Bekijk de DROPS les: Hoe lees je telpatronen voor haken

Instructies om verschillende telpatronen achter elkaar op dezelfde naald/toer te breien/haken, worden meestal als volgt beschreven: “brei/haak A.1, A.2, A.3 in totaal 0-0-2-3-4 keer". Dit betekent dat u A.1 een keer breit/haakt, daarna wordt A.2 een keer gebreid/gehaakt, en A.3 wordt het aantal aangegeven keren (in de breedte) in uw maat gebreid/gehaakt – in dit geval als volgt: S = 0 keer, M = 0 keer, L=2 keer, XL= 3 keer en XXL = 4 keer.

De telpatronen worden zoals gebruikelijk gebreid/gehaakt: begin met de eerste naald/toer in A.1, brei/haak dan de volgende naald/toer in A.2 etc.

Bekijk de DROPS les: Hoe u telpatronen voor breien leest

Bekijk de DROPS les: Hoe u telpatronen voor haken leest

De totale breedte van het kledingstuk (van pols tot pols) is groter in de grotere maten, ondanks dat de eigenlijke mouwen korter zijn. De grotere maten hebben langere mouwkoppen en bredere schouders, dus er is een goede pasvorm in alle maten.

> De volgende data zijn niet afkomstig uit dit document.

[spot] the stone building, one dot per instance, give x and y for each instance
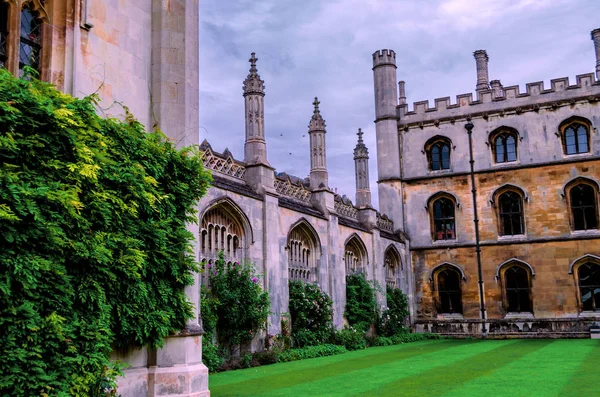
(129, 52)
(520, 220)
(295, 228)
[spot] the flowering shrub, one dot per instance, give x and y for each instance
(360, 302)
(311, 312)
(391, 319)
(239, 305)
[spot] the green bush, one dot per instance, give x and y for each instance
(360, 302)
(311, 313)
(391, 319)
(93, 214)
(350, 338)
(310, 352)
(239, 304)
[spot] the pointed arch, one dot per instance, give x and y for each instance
(304, 251)
(224, 227)
(355, 254)
(392, 263)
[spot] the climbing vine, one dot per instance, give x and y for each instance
(93, 214)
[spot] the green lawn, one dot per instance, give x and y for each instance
(430, 368)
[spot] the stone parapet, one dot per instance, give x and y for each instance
(534, 97)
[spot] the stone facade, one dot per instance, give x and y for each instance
(293, 228)
(142, 54)
(535, 155)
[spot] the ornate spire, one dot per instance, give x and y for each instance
(316, 122)
(253, 84)
(360, 151)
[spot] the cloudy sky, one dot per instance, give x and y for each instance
(324, 48)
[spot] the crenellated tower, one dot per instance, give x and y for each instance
(361, 168)
(388, 140)
(255, 148)
(319, 179)
(481, 62)
(596, 38)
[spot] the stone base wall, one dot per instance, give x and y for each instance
(511, 328)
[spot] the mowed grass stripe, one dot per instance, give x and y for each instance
(229, 377)
(322, 369)
(352, 383)
(540, 373)
(585, 380)
(439, 380)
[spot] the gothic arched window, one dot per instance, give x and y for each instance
(510, 212)
(303, 253)
(576, 134)
(355, 256)
(504, 146)
(588, 275)
(30, 39)
(447, 282)
(392, 266)
(517, 289)
(3, 33)
(583, 202)
(442, 214)
(438, 153)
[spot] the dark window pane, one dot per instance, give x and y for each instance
(582, 146)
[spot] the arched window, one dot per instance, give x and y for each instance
(3, 33)
(442, 214)
(510, 205)
(222, 230)
(588, 275)
(30, 39)
(438, 153)
(392, 266)
(504, 146)
(447, 282)
(583, 202)
(517, 289)
(303, 253)
(355, 256)
(576, 134)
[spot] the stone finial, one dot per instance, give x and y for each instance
(253, 84)
(481, 60)
(402, 93)
(361, 150)
(497, 89)
(316, 122)
(596, 38)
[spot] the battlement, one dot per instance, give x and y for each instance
(586, 87)
(384, 57)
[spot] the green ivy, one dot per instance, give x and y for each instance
(93, 214)
(360, 302)
(311, 312)
(238, 303)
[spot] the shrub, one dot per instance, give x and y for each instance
(93, 214)
(360, 302)
(311, 314)
(239, 304)
(310, 352)
(391, 320)
(350, 338)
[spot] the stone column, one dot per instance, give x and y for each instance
(361, 168)
(481, 61)
(255, 148)
(388, 140)
(596, 38)
(319, 179)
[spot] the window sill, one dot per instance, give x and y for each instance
(519, 316)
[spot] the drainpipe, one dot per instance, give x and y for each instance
(469, 127)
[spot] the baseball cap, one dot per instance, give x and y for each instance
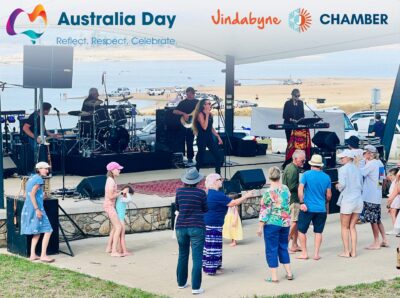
(114, 166)
(370, 148)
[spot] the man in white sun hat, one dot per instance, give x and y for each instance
(314, 192)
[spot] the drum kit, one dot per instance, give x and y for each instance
(108, 128)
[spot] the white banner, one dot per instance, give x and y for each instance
(251, 31)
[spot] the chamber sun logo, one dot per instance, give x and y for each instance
(300, 20)
(38, 12)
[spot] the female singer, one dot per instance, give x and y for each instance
(205, 132)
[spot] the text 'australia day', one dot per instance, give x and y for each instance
(116, 19)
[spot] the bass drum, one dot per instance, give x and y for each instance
(114, 138)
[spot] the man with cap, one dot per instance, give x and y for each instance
(291, 178)
(191, 203)
(372, 195)
(314, 193)
(379, 127)
(185, 109)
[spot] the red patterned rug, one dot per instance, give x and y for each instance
(162, 188)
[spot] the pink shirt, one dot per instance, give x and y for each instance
(111, 186)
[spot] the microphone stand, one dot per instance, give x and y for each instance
(228, 139)
(314, 114)
(63, 190)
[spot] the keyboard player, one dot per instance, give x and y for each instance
(293, 111)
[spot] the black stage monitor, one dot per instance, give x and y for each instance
(48, 67)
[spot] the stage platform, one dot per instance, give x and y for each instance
(148, 212)
(132, 162)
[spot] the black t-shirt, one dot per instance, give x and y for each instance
(31, 122)
(87, 106)
(187, 105)
(293, 110)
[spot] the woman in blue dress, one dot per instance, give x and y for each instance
(34, 220)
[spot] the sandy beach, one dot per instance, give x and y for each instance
(349, 94)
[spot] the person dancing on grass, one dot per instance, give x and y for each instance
(110, 195)
(275, 223)
(34, 220)
(314, 193)
(122, 201)
(350, 201)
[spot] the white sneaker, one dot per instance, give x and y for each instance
(198, 291)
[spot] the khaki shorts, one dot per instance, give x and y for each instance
(294, 211)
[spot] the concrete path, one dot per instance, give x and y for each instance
(152, 267)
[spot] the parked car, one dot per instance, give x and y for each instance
(154, 91)
(122, 91)
(244, 104)
(364, 114)
(179, 89)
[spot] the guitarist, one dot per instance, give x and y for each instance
(30, 126)
(185, 108)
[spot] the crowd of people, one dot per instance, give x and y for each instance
(289, 205)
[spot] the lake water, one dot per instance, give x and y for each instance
(139, 75)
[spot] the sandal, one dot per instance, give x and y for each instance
(269, 279)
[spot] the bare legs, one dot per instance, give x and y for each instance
(345, 231)
(348, 228)
(353, 234)
(45, 243)
(376, 229)
(124, 251)
(293, 234)
(303, 245)
(115, 234)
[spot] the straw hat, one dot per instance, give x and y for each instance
(346, 153)
(316, 161)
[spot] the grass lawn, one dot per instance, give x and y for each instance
(379, 289)
(22, 278)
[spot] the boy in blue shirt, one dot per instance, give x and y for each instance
(314, 192)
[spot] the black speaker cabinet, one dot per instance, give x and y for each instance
(21, 244)
(92, 187)
(168, 131)
(48, 66)
(250, 179)
(326, 140)
(209, 158)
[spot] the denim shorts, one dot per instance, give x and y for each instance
(317, 218)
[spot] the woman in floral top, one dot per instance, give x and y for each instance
(275, 221)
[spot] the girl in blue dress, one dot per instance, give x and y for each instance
(34, 220)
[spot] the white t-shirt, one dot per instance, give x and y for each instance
(372, 192)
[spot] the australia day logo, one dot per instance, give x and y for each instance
(300, 20)
(38, 12)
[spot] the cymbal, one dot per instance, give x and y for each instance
(94, 102)
(79, 113)
(124, 99)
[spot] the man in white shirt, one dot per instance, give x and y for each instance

De tekening/ het schema met de afmetingen geeft informatie over de volledige lengte van het kledingstuk. Als het een trui of een vest betreft, dan wordt deze vanaf het hoogste punt op de schouder gemeten (meestal het dichtst bij de halslijn), en recht naar beneden tot de onderkant van het kledingstuk. Het wordt NIET gemeten vanaf de punt van de schouder. Op gelijke wijze wordt ook de lengte van de pas gemeten, vanaf het hoogste punt op de schouder en naar beneden tot waar de pas gesplitst wordt voor het lijf en de mouwen.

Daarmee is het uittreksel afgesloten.